General Motors today recalls an estimated 2.42 million vehicles to fix newly uncovered defects, bringing its number of U.S. safety campaigns issued this year to 29 and a staggering 13.5 million cars, trucks and CUVs.

The newest recall, which includes four campaigns, comes days after the automaker was fined $35 million by the government in a record civil penalty for not recalling quickly enough millions of small cars built in the previous decade with defective ignition switches linked to 13 deaths and 32 crashes.

GM also doubles a charge it planned to take in the second quarter related to earlier recalls to $400 million. The automaker took a $1.3 billion reduction to its first-quarter earnings related to recalls in the January-March period.

About 1.3 million vehicles targeted by the latest safety sweep include the automaker’s popular Chevrolet Traverse, Buick Enclave and GMC Acadia large CUVs from the ’09-’14 model years, as well as versions of the discontinued Saturn Outlook from ’09-’10.

GM says the front safety lap belt cable on the CUVs can fatigue and wear out over time, and in a crash a separated cable could lead to injury. The automaker has instructed its dealers to stop selling new and used models of those vehicles until the repairs are made. No crashes or injuries related to problem have been reported.

Another 1.07 million vehicles involved in the recall include the ’04-’08 Chevy Malibu outfitted with 4-speed automatic transmissions, and the ’05-’08 Pontiac G6.

According to GM, a shift cable in the transmission could wear out over time, leading to a mismatch between the gear’s actual position and the readout on the shift lever. The automaker knows of 18 crashes and one injury related to the problem, which also affects other cars GM recalled previously.

Additional vehicles swept up in the recall include 1,402 units of the ’15 Cadillac Escalade and Escalade ESV. GM says an insufficiently heated plastic weld attaching the passenger-side airbag to the dashboard could keep the airbag from fully deploying in a crash.

The automaker notified Cadillac dealers to stop selling those SUVs and alerted the 224 owners that recently have taken delivery of the trucks to not use the front passenger seat until the fix is performed. No crashes or injuries have been reported in the Escalades.
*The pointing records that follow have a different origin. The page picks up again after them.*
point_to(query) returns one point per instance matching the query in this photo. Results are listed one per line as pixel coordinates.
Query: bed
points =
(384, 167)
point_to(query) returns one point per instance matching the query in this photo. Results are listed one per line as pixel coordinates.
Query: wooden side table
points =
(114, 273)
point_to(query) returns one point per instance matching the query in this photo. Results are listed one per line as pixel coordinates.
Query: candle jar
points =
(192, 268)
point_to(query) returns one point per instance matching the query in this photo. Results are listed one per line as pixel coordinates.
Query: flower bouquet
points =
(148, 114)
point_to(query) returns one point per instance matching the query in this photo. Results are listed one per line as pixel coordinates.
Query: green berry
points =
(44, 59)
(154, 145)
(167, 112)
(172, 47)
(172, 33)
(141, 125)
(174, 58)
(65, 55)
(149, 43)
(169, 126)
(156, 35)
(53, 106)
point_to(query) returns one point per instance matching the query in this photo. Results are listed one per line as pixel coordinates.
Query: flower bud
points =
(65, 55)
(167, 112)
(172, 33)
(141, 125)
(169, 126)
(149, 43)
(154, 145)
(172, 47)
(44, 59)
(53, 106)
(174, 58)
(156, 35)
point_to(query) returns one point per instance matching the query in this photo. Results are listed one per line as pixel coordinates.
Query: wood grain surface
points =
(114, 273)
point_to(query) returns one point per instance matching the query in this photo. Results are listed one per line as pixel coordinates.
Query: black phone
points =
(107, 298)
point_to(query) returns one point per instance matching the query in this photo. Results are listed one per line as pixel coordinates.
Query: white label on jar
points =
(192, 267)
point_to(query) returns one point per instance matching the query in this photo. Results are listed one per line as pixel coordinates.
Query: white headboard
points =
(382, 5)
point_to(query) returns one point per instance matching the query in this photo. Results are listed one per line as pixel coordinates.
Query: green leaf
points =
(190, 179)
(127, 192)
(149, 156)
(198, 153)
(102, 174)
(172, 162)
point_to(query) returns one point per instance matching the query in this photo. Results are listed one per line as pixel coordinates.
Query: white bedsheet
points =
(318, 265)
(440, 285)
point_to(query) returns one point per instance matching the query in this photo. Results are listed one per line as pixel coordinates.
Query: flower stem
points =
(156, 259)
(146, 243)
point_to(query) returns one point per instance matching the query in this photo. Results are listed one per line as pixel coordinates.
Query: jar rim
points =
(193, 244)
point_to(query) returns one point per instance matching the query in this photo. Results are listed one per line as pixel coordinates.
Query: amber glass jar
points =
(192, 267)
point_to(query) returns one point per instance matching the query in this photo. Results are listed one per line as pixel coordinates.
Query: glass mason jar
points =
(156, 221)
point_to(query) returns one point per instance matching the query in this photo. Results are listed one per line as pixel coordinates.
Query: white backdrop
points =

The airbag issue has been remedied at the supplier level, GM adds, and vehicle builds continued at the Escalade assembly plant in Texas while the automaker held back shipments of units produced with the defect until they could be fixed.

The fourth campaign involves 58 models of the ’15 Chevy Silverado and GMC Sierra heavy-duty large pickups, which will be brought back to repair retention clips attaching the generator fuse block to the vehicle body. The clips could loosen and cause a fire. No crashes or injuries have been reported in the pickups.

GM’s new aggressiveness to call back vehicles for repair comes on the heels of the ignition-switch recall mounted in February, which led to the creation of a new safety unit at the automaker, an internal investigation and a restructuring of its global engineering group.

In addition to the NHTSA fine, GM could be on the hook for an investigation by the U.S. Department of Justice and a slew of civil lawsuits from families of victims involved in crashes linked to the defective switch.